National water quality initiative offered in three Ohio watersheds

For the seventh consecutive year, the U.S. Department of Agriculture’s Natural Resources Conservation Service (NRCS) will offer an opportunity for agricultural producers in three Ohio watersheds to apply for assistance to install conservation practices that protect water quality through the National Water Quality Initiative (NWQI).

NRCS conservation professionals will provide one-on-one personalized advice to help farmers with approved applications to determine which conservation actions will provide the best results to address a broad range of natural resource concerns, including water quality. To help install these conservation practices, NRCS will provide financial assistance to approved applicants through the Environmental Quality Incentives Program (EQIP).

WatershedsConservation actions include practices that promote soil health, reduce erosion, and lessen nutrient runoff, such as cover crops, reduced tillage, and nutrient management; waste management systems that treat agricultural waste and livestock manure; and wetland restoration that increases wildlife habitat, mitigates flooding, and improves water quality. These practices not only benefit natural resources, but enhance agricultural productivity and profitability by improving soil health and optimizing the use of agricultural inputs.

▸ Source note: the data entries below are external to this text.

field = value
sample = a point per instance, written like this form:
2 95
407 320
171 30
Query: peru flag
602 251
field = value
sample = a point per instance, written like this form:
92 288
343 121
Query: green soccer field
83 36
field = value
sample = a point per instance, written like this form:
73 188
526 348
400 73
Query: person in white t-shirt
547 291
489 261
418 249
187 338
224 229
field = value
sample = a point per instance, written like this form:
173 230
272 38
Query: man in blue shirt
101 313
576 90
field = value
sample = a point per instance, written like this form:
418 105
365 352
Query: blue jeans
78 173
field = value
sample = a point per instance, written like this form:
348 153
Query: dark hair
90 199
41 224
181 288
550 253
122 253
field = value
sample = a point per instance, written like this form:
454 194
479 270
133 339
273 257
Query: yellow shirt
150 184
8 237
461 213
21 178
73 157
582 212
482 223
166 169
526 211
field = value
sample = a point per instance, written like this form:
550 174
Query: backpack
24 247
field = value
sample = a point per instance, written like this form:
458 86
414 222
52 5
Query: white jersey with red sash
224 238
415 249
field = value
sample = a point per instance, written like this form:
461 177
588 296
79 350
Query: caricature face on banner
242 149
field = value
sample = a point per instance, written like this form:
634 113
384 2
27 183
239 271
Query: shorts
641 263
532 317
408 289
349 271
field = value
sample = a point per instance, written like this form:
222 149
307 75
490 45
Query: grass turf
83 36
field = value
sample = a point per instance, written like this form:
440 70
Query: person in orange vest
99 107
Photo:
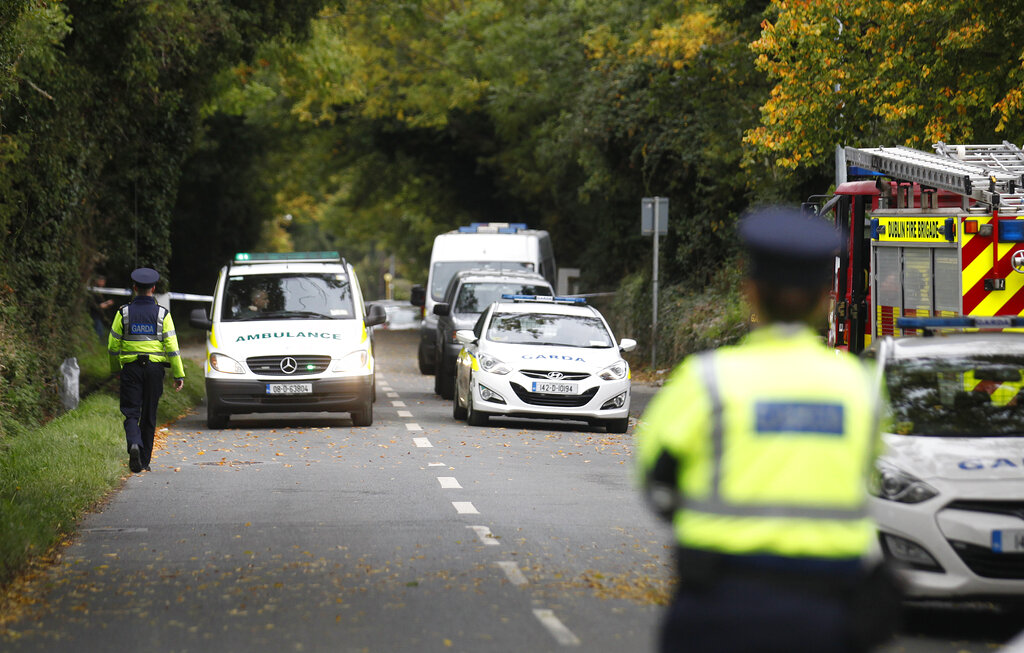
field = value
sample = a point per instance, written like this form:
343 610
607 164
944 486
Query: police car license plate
552 387
1008 541
289 388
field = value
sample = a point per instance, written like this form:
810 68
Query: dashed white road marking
512 572
561 634
485 535
465 508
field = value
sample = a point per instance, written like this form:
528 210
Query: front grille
566 376
270 365
556 400
988 564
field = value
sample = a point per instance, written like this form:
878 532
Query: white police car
949 488
289 333
531 356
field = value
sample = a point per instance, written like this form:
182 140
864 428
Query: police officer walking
759 454
140 345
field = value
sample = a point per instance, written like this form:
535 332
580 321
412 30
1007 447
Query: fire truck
936 234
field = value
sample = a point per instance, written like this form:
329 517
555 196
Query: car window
297 296
549 329
966 396
474 297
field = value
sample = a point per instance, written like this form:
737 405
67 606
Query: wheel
458 412
616 426
217 420
365 416
473 417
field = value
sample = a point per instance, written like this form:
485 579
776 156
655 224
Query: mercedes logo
1017 260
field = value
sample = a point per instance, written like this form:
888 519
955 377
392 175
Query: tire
616 426
365 416
458 412
473 417
217 420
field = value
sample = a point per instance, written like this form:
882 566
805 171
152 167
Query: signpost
654 221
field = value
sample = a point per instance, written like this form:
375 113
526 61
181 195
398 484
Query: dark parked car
469 294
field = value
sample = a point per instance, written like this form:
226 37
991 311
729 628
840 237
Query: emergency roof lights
278 257
493 227
547 299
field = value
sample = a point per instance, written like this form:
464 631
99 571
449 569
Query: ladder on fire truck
991 175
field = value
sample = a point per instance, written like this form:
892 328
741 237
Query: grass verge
50 476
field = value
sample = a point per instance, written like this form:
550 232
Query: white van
484 246
289 333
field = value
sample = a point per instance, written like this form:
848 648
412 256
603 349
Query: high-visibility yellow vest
144 328
774 438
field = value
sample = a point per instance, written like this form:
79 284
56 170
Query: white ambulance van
481 246
289 333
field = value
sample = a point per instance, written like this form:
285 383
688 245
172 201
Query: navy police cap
790 248
145 276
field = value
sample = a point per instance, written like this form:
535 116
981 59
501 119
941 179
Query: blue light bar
548 299
1011 230
998 321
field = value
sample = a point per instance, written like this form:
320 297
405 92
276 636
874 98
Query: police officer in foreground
140 345
759 454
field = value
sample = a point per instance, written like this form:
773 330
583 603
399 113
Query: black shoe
134 459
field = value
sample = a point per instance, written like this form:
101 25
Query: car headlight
220 362
492 364
893 484
352 361
615 372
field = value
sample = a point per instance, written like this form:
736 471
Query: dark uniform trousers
141 385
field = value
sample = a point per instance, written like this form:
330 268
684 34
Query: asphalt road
304 533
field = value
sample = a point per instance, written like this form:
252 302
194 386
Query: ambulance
289 333
930 234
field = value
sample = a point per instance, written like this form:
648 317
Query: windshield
548 329
473 298
444 270
967 396
298 296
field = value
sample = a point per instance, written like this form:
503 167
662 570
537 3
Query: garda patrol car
289 333
532 356
949 488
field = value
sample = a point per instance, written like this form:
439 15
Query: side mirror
418 296
200 319
375 315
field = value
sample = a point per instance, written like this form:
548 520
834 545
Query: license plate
289 388
551 387
1008 541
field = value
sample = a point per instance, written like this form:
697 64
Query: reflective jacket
773 440
143 327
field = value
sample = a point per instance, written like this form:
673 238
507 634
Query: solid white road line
512 572
484 534
465 508
562 635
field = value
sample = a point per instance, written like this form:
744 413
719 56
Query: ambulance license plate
552 387
1008 541
289 388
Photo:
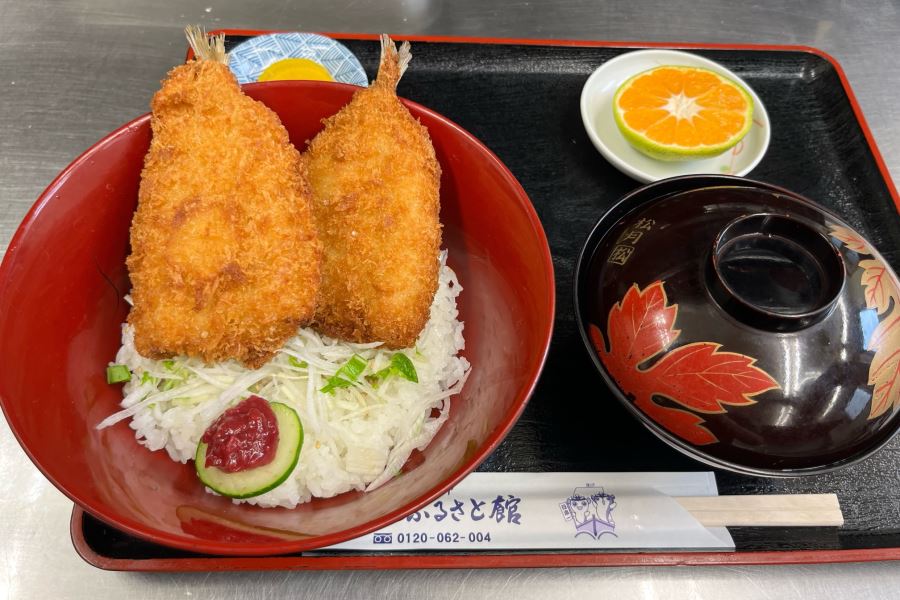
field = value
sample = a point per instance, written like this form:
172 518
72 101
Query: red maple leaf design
697 376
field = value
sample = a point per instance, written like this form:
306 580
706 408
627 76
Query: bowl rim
627 204
194 544
622 163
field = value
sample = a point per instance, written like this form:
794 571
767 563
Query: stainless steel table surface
70 71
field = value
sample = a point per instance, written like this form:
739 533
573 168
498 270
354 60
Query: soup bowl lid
743 324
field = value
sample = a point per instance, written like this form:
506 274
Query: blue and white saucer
249 59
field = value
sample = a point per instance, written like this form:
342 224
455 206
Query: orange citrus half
682 113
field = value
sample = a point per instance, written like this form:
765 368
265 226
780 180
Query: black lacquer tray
521 98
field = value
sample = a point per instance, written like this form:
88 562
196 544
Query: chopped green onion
346 375
401 364
117 374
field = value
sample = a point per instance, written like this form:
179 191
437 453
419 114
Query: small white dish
597 116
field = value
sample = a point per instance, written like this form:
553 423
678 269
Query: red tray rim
484 560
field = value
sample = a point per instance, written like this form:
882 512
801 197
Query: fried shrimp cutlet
375 183
225 261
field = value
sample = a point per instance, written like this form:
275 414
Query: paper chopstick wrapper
557 511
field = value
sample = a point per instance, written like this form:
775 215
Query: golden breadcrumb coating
225 261
375 184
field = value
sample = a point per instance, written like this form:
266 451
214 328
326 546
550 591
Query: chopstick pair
776 510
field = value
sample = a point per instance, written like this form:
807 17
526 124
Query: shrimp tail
205 47
393 62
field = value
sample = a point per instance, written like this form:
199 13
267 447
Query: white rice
356 439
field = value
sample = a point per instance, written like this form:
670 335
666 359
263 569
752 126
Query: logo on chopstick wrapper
590 510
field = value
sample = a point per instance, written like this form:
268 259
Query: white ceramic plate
597 115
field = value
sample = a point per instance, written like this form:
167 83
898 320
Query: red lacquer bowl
61 299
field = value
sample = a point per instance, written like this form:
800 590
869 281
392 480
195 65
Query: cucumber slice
259 480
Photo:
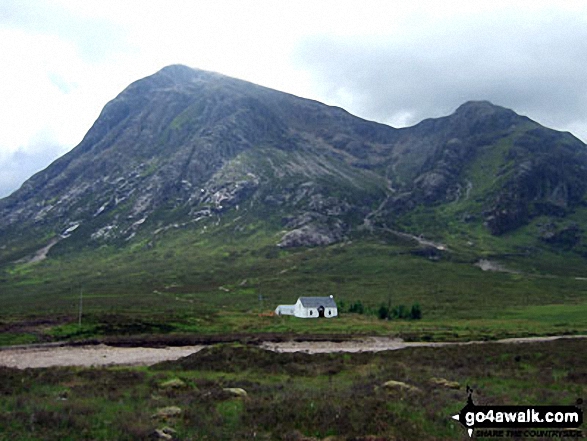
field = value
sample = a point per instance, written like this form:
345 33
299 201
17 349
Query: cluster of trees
385 312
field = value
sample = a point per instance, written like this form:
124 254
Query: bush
400 312
383 312
416 312
357 308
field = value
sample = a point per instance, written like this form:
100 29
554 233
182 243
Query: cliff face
185 146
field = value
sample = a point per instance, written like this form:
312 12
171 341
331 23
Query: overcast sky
395 62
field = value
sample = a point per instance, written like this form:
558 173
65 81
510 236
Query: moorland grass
289 395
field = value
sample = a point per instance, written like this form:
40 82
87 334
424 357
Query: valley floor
51 355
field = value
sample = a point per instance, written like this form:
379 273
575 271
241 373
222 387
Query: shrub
383 312
357 308
416 312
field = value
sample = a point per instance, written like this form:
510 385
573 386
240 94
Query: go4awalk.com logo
516 421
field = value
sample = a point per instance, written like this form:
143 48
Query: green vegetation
218 279
289 396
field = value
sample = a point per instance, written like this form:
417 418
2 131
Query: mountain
190 149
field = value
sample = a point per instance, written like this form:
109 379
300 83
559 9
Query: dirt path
102 355
97 355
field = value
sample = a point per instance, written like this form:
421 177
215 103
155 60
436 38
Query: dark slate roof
315 302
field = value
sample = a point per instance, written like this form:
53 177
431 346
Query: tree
416 312
383 312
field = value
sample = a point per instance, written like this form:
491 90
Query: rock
167 412
236 391
399 385
174 383
445 383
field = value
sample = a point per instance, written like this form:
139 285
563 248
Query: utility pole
81 302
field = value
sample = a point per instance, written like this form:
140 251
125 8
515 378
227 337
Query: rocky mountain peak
185 147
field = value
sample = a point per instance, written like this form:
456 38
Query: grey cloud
96 39
533 65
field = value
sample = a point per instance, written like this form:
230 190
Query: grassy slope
218 279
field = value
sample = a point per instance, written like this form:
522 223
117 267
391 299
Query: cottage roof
315 302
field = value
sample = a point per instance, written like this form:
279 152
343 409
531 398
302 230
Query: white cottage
310 307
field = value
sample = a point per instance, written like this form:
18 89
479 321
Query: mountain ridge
185 146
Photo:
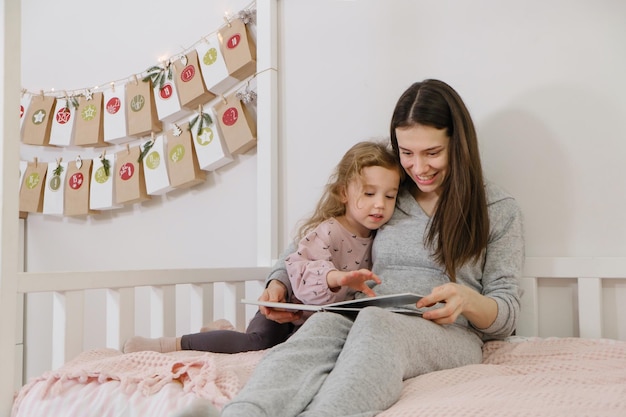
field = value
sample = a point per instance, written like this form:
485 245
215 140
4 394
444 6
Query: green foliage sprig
202 119
145 150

“Watershed studies have shown that targeting conservation on vulnerable acres leads to greater water quality improvements,” said Terry Cosby, NRCS State Conservationist in Ohio. “This latest investment focuses on small watersheds where we have opportunities to work with partners and farmers to accelerate conservation efforts and deliver real results for communities downstream.”

NRCS works closely with conservation partners and State water quality agencies to select watersheds where on farm conservation can deliver the greatest benefits for clean water. Ohio has selected the following three watersheds where on-farm conservation investments have the best chance to address resource concerns and improve water quality.

• Brandywine Creek-Broken Sword Creek Watershed (Crawford County)

• Fivemile Creek-East Fork Little Miami River Watershed (Clermont and Brown Counties)

•  East Branch South Fork Sugar Creek Watershed (Tuscarawas and Holmes Counties)

The NWQI application deadline is February 16, 2018.